Thirty micrograms of denatured proteins were electrophoresed in a 10% SDS – polyacrylamide gel as described by Laemmli [48], together with a pre-stained protein marker (ColorBurst Electrophoresis Marker m.w. 8–220 KDa, Sigma Aldrich). After the run, the proteins were transferred onto nitrocellulose membranes (Immobilon-P, Millipore, Switzerland) at 350 mA for 60 min. The membranes were blocked in blocking buffer solution (1 × TBS/1% Tween-20, 5% milk) for 60 min at room temperature and incubated overnight at 4 ̊C in milk/TBS-Tween buffer (1 × TBS/1% Tween-20, 2% milk) with the rabbit polyclonal antibody HSP70 (1:300) and with the mouse monoclonal antibody Actin (Santa Cruz Biotechnology sc-70319, 1:200), used as endogenous control. Membranes were washed 4 × 15 min. with TBS-Tween solution and incubated for 1 h at room temperature with a secondary antibody labelled with horseradish peroxidase, diluted in milk/TBS-Tween buffer (1 × TBS/1% Tween-20, 5% milk). The secondary antibodies used were: Anti-mouse: goat-anti-mouse, IgG-HRP, SC-2005 (Santa Cruz Biotechnology) 1:5000; Anti-rabbit: donkey-anti-rabbit, IgG-HRP, SC-2313 (Santa Cruz Biotechnology) 1:5000. Membranes were washed 4 × 15 min with TBS-Tween solution and revealed with a chemiluminescent method, using Luminol solution (final concentration 2.5 mM) in presence of cumaric acids (final concentration 0.4 mM) and H₂O₂ (final concentration 100 mM). The bands obtained were quantified using C-DiGit Chemiluminescent Western Blot Scanner (LI-COR).

3 Results

3.1 HSP70 localization in P. siculus developing embryos

Immunohistochemical analyses performed on 5 days post-oviposition embryos showed the protein present in the undifferentiated retina (Fig. 1A), in the outer proliferative layer, and in the cells of the undifferentiated encephalic vesicles (Fig. 1B). A clear positivity was also observed on the spinal cord, at the level of the ependymal cells and on the cytoplasm of the neurons forming the future grey matter (Fig. 1C). In the trunk the labelling was observed only on the developing kidney tubules (Fig. 1D).

Fig. 1
Immunolocalization of HSP70 in 5 days Podarcis siculus embryos. A. Undifferentiated retina; diffuse staining (*) becoming particularly intense in the outer proliferating layer (arrow). Mitosis (small arrows). B. Undifferentiated encephalic wall; diffuse and moderate staining (*). C. Spinal cord with ependymal canal (e). Intense staining on ependymal cells (arrow) and neurons (small arrow) located in the future grey matter (g). Unstained white matter (w). D. Developing kidney tubules (t) with intensely labelled cells (*). Bars: 50 μm.

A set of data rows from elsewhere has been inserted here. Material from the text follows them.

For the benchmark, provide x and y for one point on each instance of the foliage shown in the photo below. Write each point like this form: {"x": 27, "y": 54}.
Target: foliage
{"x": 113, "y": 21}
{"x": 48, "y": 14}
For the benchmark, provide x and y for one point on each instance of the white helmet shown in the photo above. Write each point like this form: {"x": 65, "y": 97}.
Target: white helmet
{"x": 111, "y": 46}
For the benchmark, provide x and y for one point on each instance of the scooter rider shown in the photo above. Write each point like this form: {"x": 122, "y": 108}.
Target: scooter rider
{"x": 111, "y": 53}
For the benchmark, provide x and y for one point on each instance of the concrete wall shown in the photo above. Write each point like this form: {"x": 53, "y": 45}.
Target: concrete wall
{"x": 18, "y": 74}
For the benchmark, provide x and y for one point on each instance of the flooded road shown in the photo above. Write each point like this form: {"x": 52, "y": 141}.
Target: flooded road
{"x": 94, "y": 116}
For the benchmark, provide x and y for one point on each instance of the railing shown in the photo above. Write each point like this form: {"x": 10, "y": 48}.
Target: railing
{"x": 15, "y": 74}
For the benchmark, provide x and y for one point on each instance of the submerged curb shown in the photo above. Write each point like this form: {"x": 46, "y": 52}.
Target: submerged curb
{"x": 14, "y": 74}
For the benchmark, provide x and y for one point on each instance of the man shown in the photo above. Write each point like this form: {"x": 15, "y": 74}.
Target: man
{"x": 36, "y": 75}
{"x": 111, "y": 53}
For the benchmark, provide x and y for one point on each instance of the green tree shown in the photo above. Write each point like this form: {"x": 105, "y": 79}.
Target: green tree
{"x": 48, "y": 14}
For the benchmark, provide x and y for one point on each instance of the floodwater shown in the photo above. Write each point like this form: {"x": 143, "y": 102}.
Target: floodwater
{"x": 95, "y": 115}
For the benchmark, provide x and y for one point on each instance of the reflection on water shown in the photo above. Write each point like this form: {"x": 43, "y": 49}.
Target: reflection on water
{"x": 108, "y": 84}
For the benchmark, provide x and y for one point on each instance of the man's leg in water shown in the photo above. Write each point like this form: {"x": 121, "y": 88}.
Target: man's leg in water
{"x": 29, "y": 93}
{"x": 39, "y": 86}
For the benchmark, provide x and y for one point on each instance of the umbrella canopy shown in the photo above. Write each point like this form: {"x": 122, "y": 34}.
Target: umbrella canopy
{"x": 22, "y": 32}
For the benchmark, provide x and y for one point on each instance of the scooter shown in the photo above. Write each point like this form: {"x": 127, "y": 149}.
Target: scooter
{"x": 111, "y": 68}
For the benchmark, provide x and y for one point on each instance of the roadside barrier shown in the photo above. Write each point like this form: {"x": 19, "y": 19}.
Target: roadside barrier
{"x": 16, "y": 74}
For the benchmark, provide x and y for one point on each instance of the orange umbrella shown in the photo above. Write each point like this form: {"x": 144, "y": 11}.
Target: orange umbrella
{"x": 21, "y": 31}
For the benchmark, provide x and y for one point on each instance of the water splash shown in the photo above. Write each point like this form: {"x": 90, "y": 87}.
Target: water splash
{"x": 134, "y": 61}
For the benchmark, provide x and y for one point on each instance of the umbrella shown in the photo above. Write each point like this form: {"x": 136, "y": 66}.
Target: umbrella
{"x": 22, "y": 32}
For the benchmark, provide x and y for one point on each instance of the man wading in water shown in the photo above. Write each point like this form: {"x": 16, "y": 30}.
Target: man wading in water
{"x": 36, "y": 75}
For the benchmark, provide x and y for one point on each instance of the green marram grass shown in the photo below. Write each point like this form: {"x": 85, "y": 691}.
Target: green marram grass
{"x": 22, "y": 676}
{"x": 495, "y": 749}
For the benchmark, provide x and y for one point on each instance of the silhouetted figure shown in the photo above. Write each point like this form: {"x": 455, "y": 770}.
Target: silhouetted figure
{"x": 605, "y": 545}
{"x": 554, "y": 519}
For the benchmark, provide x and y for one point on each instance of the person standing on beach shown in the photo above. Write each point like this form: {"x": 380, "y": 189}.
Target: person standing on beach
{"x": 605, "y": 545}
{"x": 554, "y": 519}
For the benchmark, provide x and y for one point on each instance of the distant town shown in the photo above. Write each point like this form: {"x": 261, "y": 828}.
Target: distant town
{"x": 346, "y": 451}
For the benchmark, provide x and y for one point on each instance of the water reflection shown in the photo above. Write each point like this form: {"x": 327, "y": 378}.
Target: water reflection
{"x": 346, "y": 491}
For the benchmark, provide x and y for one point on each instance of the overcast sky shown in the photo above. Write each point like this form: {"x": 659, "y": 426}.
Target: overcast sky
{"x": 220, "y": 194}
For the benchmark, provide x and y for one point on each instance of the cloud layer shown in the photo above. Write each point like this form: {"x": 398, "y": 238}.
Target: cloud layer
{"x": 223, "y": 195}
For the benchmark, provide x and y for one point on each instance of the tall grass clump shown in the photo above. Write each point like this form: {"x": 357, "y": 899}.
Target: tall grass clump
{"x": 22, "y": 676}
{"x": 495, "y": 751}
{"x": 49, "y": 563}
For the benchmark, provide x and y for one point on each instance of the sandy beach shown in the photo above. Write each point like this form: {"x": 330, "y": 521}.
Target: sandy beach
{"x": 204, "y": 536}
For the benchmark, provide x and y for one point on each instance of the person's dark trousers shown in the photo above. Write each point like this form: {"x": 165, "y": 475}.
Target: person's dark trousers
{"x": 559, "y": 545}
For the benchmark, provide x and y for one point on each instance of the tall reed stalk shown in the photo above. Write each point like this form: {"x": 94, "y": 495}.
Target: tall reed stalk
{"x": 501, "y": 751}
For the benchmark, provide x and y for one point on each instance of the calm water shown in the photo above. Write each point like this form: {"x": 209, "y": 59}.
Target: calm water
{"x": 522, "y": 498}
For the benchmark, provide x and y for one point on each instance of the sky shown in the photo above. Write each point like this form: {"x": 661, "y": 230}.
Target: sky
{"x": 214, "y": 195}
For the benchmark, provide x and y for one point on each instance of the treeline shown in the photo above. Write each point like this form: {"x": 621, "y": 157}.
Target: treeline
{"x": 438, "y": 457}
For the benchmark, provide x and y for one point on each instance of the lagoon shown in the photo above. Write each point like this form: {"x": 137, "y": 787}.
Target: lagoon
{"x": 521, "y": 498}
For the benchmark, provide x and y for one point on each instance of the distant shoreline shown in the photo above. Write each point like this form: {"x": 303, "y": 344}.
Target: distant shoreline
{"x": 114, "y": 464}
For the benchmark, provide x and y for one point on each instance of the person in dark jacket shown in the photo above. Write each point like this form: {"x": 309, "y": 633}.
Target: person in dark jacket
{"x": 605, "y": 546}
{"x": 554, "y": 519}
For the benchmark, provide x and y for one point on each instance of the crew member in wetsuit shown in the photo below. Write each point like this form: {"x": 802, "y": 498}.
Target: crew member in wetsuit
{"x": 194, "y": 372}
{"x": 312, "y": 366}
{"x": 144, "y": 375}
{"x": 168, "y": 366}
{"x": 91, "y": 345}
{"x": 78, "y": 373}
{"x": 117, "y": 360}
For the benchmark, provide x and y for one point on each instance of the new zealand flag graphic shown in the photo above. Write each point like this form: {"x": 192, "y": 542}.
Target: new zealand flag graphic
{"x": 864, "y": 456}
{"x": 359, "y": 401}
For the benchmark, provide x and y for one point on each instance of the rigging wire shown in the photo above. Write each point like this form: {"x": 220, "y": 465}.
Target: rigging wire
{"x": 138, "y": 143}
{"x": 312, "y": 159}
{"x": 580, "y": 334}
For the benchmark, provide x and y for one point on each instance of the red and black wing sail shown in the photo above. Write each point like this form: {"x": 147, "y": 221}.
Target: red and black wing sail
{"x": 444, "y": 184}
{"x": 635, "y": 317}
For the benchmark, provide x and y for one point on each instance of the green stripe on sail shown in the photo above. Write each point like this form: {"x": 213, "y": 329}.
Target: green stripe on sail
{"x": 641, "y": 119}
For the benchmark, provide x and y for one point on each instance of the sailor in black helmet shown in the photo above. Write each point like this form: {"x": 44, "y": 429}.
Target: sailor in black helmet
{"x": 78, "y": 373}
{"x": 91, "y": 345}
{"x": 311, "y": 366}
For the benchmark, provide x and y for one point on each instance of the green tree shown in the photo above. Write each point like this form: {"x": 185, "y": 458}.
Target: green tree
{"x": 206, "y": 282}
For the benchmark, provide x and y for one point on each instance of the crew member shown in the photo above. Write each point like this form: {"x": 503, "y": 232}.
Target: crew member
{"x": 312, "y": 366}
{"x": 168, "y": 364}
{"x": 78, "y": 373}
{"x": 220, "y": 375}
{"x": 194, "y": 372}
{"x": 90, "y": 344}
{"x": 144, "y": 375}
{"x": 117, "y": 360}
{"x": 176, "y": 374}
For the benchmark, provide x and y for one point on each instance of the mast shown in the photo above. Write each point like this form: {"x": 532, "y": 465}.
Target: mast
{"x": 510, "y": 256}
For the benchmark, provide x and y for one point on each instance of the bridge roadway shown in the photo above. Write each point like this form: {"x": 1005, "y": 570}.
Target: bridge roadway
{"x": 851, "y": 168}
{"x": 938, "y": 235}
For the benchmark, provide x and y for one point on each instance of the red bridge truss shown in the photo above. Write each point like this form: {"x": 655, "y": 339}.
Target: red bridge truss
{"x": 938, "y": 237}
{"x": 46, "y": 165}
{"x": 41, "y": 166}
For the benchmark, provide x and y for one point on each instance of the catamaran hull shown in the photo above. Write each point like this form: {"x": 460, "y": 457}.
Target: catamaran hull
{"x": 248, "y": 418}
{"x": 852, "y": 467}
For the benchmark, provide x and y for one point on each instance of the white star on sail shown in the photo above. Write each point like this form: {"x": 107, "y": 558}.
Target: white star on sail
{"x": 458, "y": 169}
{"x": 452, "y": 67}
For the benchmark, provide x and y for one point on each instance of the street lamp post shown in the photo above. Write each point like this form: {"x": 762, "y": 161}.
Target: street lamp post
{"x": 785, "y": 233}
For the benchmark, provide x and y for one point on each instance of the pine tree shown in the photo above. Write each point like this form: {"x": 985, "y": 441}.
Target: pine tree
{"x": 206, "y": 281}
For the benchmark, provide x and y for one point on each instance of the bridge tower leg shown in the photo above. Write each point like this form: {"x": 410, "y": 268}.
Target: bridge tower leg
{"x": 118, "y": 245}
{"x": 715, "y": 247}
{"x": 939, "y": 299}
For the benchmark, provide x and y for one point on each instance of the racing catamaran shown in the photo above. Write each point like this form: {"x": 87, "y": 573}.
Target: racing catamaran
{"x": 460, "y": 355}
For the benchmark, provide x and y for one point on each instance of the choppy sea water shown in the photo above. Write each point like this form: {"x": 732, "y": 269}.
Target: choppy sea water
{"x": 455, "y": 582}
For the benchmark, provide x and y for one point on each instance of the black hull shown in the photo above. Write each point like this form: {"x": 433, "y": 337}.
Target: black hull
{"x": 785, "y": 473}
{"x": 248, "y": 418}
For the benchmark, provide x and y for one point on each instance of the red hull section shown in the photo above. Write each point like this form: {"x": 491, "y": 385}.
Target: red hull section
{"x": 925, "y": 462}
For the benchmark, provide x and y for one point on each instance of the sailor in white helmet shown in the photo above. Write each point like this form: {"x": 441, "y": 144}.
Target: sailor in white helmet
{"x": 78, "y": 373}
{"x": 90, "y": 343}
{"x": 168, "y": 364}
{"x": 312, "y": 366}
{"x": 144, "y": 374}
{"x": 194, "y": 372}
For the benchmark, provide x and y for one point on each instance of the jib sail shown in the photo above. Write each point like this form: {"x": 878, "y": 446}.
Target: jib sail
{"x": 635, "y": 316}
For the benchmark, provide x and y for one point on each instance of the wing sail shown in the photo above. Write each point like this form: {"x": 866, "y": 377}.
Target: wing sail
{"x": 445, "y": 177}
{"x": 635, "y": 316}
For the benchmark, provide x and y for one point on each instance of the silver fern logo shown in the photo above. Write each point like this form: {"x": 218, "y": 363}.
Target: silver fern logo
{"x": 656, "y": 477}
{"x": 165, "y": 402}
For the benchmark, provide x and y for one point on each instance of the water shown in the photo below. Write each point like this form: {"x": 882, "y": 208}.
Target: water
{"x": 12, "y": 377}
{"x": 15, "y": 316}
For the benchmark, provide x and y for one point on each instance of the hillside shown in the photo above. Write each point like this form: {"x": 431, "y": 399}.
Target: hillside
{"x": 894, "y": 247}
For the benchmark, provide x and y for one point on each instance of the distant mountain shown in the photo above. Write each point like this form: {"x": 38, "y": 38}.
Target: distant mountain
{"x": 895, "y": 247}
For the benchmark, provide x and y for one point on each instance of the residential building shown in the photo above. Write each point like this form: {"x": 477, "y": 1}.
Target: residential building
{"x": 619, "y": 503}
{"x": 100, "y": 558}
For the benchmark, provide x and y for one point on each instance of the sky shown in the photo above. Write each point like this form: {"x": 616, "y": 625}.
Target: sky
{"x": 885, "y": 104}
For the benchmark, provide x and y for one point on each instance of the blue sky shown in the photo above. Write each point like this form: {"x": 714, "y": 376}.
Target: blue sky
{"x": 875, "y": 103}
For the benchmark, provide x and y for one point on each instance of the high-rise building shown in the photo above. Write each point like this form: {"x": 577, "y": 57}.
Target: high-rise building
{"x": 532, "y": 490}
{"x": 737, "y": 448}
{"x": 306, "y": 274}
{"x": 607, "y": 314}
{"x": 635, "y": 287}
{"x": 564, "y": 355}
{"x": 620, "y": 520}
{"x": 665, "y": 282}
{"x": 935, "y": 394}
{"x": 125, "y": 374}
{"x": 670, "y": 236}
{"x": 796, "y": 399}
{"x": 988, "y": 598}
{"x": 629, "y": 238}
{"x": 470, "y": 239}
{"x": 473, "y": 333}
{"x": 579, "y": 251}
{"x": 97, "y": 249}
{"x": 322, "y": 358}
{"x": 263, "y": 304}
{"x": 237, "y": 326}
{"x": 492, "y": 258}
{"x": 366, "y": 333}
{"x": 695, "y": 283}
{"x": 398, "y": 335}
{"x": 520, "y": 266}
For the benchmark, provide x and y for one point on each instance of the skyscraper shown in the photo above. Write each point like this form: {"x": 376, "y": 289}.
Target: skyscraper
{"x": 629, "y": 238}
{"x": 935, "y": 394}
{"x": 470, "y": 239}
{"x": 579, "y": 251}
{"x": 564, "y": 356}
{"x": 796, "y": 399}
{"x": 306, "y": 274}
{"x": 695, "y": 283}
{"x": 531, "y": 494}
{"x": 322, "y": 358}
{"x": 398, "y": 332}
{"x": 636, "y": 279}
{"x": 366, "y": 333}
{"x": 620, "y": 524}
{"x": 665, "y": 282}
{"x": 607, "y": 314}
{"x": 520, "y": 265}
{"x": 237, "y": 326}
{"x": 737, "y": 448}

After 10 days from oviposition, the HSP70 protein was abundantly distributed in the nervous tissues (Fig. 2). In the eye, the protein was detected in the lens epithelium and in the retina, uniformly distributed in the cells of the undifferentiated distal region (Fig. 2B) and concentrated in ganglion cells and in the future amacrine cells. Possible labelling of the outer nuclear cells may have been masked by pigment cells (Fig. 2C). At this developmental stage, the encephalic vesicles started to organize and differentiate, and their walls variously thickened accordingly. An intense positivity was always observed on the ventricular zones (Fig. 2D–H); in addition, clearly positive neurons were observed in the developing septal and striatal structures of the telencephalon (Fig. 2D and E), in the mesencephalic tectum (Fig. 2F) and myelencephalic grey matter (Fig. 2H).

Fig. 2
Immunolocalization of HSP70 in the head of 10 days Podarcis siculus embryos. A. Eye; labelling is present on lens epithelium (small arrows) and in the retina, both distal (dr) and proximal (pr). Vitreal humor (vh). B. Detail of distal retina with diffuse labelling (*). C. Detail of proximal retina with layering; labelling is on ganglion cells nuclei (gl) and on amacrine cells (small arrows). Inner plexiform layer (ipl) and bipolar cells (*) are unstained. D. Cross section of telencephalic vesicles; ventricles (v), septal intumescence (s), incipient ventricular ridge (*) and striatum (st). Labelling is concentrated on the ventricular zone (vz and arrows). E. Detail of the ventricular zone; note the intense staining (*) and the presence of several mitotic cells (small arrows). In the wall, several nuclei appear also labelled (*). F. Frontal section of diencephalon (d) and mesencephalon with tectum (t). Labelling is on ventricular zones (arrows) and tectum (t). G. Detail showing thalamic (vz) and hypothalamic (h) labelling. H. Myelencephalon with ventricle (v) and raphe (r). Labelling is in the ventricular zone (vz) and diffuse in the grey matter (*). Counterstain with haemalum: figure A and B; bars: 50 μm.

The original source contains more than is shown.